Almost two generations have grown to adulthood since John Fitzgerald Kennedy, the thirty-fifth president of the United States, was shot and killed in Dallas on a bright November afternoon on November 22, 1963. In the space that gunshot occupies, the world changed. And everyone who is my age or older remembers exactly where they were the moment they heard to news.

I was a sophomore at Loyola University Chicago and the bell to change classes had just rung. But I was finished for the day and walked across the second story bridge that joined Lewis Towers to the newly erected Student Union where I’d planned to relax with friends.

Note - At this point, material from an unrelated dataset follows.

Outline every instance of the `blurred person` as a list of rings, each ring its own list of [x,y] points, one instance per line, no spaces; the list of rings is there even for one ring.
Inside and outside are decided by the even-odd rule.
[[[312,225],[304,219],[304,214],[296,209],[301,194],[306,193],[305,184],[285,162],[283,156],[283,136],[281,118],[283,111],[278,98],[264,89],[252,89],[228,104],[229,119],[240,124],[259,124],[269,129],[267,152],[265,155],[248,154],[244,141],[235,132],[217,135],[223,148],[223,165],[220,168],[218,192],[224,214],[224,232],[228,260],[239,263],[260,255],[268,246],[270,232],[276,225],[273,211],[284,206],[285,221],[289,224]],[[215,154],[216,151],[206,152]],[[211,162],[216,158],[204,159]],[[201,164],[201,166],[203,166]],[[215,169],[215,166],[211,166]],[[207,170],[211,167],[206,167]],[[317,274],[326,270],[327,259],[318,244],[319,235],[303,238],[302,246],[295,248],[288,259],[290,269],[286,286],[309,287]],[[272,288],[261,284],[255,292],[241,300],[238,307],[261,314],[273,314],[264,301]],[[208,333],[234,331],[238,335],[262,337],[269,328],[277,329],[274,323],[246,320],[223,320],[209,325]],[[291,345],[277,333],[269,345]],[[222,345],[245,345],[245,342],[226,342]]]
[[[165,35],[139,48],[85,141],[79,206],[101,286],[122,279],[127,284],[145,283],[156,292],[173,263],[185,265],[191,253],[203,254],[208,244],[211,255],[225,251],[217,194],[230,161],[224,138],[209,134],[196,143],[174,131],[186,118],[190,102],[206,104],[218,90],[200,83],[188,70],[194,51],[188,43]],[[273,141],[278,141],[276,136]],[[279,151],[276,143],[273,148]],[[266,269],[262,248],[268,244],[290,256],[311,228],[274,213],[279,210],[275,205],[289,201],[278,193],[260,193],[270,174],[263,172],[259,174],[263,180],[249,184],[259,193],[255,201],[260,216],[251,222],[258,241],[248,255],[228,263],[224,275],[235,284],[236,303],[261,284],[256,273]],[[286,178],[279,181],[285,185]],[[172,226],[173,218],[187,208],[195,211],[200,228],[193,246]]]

My boyfriend Jack came running toward me as I reached the middle of the bridge. “Kennedy’s been shot, Kennedy’s been shot,” he said. I was slow to react, because it didn’t seem possible. But we went to the Student Union together where an announcement was made over the loudspeaker that it was indeed true. Not only had Kennedy been shot, he had been killed.

I was nineteen, so I hadn’t been eligible to vote in the election that put Kennedy in the White House. (It was only later that the voting age was lowered to eighteen.) But I felt as bereft as if I’d lost a close family member. My mother and grandmother had been charmed by him, and we watched the daily Huntley/Brinkley fifteen-minutes newscast as if they were verses from the Bible. We watched the following four days of bereavement and burial with similar reverence.

I still recall Vice-President Johnson’s swearing-in as President, the cortege, John-John’s salute, the riderless horse, the heads of state, the bleakness of it all. But what I think I remember most that is unique is that the night of the day Kennedy died, I had a most minor role in a student production of some forgotten play.

The actors and stage hands convened a couple hours before opening night and debated whether to go on. After all, Broadway had declared itself dark for the evening. But from some primal urging, I spoke up and said we should continue because not performing wouldn’t change anything and perhaps someone would find solace in what we offered. We were a student production and if we didn’t perform there would be no next week or next month. I suggested someone speak at the opening of the play and give our reasons for being there in case someone found this irreverent. Several other students spoke for the opposing view.

In the end, we performed our little drama. And it was to a packed house, which always led me to believe there were those who wanted to drown their sorrows if only temporarily, in theater.